The former BBC presenter, now author and newspaper columnist living in Muswell Hill after 32 years in Hackney, dedicates it to his parents Harold and Connie Rosen who were at the Battle of Cable Street.
"You Connie, You Harold, your families working in the schmutter trade (rag trade), hats, caps, jackets and gowns, you both saw Hitler on Pathé News, both saw Hitler blaming the Jews.
"You both collected for Spain when Franco came, when round the tenements the whisper came, 'Mosley wants to march, here through the East End.
"So to Trafalgar Square to Support Spain? Or to Gardiner's Corner to support Whitechapel?' They shall not pass."

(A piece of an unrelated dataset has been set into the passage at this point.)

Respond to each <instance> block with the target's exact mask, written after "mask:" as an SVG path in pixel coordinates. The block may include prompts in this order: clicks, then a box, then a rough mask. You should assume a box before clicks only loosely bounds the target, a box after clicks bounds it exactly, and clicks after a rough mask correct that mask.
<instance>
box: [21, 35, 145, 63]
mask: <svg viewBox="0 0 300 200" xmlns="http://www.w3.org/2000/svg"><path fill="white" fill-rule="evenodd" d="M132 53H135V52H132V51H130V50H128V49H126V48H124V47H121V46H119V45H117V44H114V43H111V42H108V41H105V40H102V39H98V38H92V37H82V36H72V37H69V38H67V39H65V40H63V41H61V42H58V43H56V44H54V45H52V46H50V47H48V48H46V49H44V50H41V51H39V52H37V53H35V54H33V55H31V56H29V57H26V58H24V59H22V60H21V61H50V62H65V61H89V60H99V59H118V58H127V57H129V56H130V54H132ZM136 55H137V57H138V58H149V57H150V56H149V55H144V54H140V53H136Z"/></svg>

Harold came from Nelson Street in Stepney, Connie from Globe Road in Bethnal Green, who met as teenagers the year Mosley came to the East End.
Rabbi Herschel Gluk, president of Stamford Hill's volunteer-led Shomrim neighbourhood watch group who founded the Muslim-Jewish Forum, explained to those holding candles about Chanukah, the festival to bring light and warmth.
"We all have a duty to illuminate the world," he said.
"Not just our own home, but into society, places which are dark and cold, places that are indifferent.
"We have to think about the causes when we see one community being negative about another, to consider why there is hatred and racism.
"The causes are poverty, alienation, feeling disrespected and lack of dignity—which is not caused by those they feel hatred towards.
"Our energies shouldn't be used against each other, but to the best for the whole society for which we are here at this vigil."
A call for a grassroots mobilisation to stem the rise of the Far Right against all ethnic minorities was urged by the Convenor of Newham's Stand Up to Racism campaign, Rob Ferguson.
He appealed to those at the vigil: "We have to build a mass movement in every workplace, school, college and local community and put differences aside.
"We have to unite. These Far Right forces are mobilising and are a threat to us all—to Jew, Muslim, Roma and Black. Whatever your politics, religion or colour, the Far Right is a danger to us all. We have to unit against it."
His own family included "Jews who are pro-Israel and not pro-Israel, religious and non-religious, socialist and non-socialist".
He added: "That made no difference at the gates of Auschwitz—they only asked if your grandparent was a Jew, which was enough."
His mother lost family members during the Nazi Holocaust including her sister who perished.
Now he saw in a new decade the horrors of the rise of anti-Semitism in Europe again.